日本では介護人材不足が深刻化しており、外国人介護人材への期待が高まっている。しかし、現在の多くの送り出しスキームでは、来日前の比較的短期間で日本語や介護知識を学ぶことが一般的であり、より早い段階から長期間の専門教育を受ける仕組みは限定的である。

一方、外国人介護人材の送り出し主要国の一つであるインドネシアでは、若年層の雇用機会が不足しており、就職難が社会課題となっている。

こうした双方の課題を背景に、インドネシアの若者に対して高校段階から介護教育と日本語教育を行い、日本での介護就労を見据えた人材育成・送り出しスキームを構築するプロジェクトが進められている。

参考となっているのは、日本の「福祉系高校」の仕組みである。福祉系高校とは、高校段階で介護や福祉を学べる学科を持つ高校であり、3年間で介護の基礎や人を支える仕事の考え方などを学ぶ。

本レポートで扱う「インサイト職業訓練高校」は、このプロジェクトの中核を担う教育機関である。同校は、日本の福祉系高校が持つ機能、すなわち10代の若いうちから時間をかけて日本の介護について学ぶ仕組みをインドネシアに構築しようとする取り組みとして設立された学校であり、日本の地方への継続的な受け入れルートの構築が念頭に置かれている。

さらに本構想は、日本の人材確保だけを目的とした一方的な仕組みではなく、インドネシアの若者にとっても母国で専門教育と日本語を学び、自ら進路を切り拓ける新たな職業教育の場となる、双方に利点をもたらす取り組みとして設計されている点も特徴といえる。

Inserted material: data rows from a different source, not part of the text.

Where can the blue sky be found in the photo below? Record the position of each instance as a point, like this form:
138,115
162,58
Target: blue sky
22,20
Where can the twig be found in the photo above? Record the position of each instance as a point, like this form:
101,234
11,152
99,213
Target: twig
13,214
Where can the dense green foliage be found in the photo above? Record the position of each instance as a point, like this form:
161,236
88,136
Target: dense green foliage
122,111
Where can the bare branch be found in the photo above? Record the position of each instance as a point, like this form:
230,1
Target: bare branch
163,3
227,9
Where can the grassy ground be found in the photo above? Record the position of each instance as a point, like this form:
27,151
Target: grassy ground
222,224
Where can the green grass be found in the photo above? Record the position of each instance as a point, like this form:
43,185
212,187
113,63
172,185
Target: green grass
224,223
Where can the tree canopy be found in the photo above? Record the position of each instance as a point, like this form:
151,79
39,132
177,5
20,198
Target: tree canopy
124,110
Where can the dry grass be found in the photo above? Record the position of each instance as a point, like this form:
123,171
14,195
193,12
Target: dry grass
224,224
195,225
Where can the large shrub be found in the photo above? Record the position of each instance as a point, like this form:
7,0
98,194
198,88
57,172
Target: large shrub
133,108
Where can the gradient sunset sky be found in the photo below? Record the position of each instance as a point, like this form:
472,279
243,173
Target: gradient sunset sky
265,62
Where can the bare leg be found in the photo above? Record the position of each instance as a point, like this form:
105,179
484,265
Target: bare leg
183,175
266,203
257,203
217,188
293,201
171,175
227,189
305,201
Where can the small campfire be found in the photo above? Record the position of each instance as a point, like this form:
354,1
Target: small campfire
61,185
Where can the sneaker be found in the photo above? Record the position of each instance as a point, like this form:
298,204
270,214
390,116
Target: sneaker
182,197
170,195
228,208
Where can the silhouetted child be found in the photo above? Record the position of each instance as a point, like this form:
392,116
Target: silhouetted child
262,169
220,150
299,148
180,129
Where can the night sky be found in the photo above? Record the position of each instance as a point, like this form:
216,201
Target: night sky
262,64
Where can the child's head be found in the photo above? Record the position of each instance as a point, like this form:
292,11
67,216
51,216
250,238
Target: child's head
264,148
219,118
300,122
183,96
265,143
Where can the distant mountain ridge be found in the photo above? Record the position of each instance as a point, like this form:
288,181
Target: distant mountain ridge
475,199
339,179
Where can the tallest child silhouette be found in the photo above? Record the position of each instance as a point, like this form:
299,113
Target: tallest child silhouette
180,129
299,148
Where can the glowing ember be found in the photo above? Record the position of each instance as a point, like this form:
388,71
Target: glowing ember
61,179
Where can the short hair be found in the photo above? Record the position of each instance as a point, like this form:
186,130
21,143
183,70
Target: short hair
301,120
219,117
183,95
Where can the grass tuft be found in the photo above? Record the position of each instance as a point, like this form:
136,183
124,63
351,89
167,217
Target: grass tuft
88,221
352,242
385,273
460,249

以下では、視察の概要(第1章)、プロジェクトの背景と関係者の全体像(第2章)、学校と教育設計の具体像(第3章)を述べたうえで、本スキームが持つ意義(第4章)を、日本とインドネシアそれぞれの観点から考察する。最後に、海外人材の獲得競争が国際的に進むなかでの本構想の位置づけにも触れ、まとめたい。

1. 視察の概要

日本では、2040年度に約272万人の介護職員が必要とされると推計されており、2022年度比で約57万人の追加確保が求められている1。国内人材のみでは十分な確保が難しい規模の人材不足が見込まれるなか、外国人介護人材への期待は一層高まっている。

なかでもインドネシアは主要な送り出し国の一つである。厚生労働省によると、2024年12月末時点で、介護分野の特定技能外国人44,367人のうちインドネシア国籍者は12,242人2と国籍別で最も多く、全体の約27.6%を占める。また、人口の年齢中央値も2023年時点で29.8歳3と若く、今後も重要な国と位置づけられると考えられる。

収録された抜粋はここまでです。